Question

To determine the equation of the line \( y = mx \) that describes the proportional relationship, we will need to find the slope \( m \) of the line. The slope is calculated by the change in \( y \) divided by the change in \( x \).

From the points given:

• \( (3, 1) \)
• \( (6, 2) \)
• \( (9, 3) \)

We can use any two points.

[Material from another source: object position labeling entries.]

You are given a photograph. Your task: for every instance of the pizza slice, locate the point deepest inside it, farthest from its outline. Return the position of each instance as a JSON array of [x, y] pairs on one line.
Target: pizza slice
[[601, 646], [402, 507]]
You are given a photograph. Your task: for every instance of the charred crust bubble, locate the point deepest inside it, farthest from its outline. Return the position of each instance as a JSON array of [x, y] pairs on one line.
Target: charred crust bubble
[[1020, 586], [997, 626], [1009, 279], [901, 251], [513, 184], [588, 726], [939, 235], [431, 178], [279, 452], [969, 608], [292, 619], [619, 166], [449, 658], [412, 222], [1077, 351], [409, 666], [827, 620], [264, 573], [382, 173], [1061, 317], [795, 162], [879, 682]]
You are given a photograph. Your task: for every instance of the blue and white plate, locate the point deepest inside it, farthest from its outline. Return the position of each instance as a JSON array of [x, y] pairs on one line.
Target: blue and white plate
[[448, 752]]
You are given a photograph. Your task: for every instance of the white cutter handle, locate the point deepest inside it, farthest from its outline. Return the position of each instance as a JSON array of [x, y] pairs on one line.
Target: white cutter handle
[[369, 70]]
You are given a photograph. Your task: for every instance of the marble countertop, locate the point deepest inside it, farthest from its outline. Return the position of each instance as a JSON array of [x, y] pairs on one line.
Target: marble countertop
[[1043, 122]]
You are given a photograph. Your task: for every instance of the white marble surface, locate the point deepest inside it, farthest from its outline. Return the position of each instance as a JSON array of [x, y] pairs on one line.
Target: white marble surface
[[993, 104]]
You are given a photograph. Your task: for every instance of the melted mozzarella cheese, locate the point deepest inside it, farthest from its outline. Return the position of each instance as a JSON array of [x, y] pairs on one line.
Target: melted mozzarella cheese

Let's calculate the slope using the first two points \( (3, 1) \) and \( (6, 2) \):

\[ m = \frac{y_2 - y_1}{x_2 - x_1} = \frac{2 - 1}{6 - 3} = \frac{1}{3} \]

Now we have the slope \( m = \frac{1}{3} \).

Thus, the equation of the line passing through the origin with this slope is:

\[ y = \frac{1}{3}x \]

So, the final answer is:

\[ y = \frac{1}{3}x \]

1/3?

Yes, the slope \( m \) calculated from the points provided is \( \frac{1}{3} \).

To confirm, let's analyze the points more thoroughly:

• The point \( (3, 1) \) indicates when \( x = 3 \), \( y = 1 \).
• The point \( (6, 2) \) indicates when \( x = 6 \), \( y = 2 \).
• The point \( (9, 3) \) indicates when \( x = 9 \), \( y = 3 \).

We'll use the \( (x,y) \) values to confirm the slope:

From \( (3, 1) \) to \( (6, 2) \): \[ m = \frac{2 - 1}{6 - 3} = \frac{1}{3} \]

From \( (6, 2) \) to \( (9, 3) \): \[ m = \frac{3 - 2}{9 - 6} = \frac{1}{3} \]

Therefore, we consistently find the slope \( m = \frac{1}{3} \).

Thus, the equation of the line that passes through the origin is correctly given as:

\[ y = \frac{1}{3}x \]

If you have any further questions or need clarification, feel free to ask!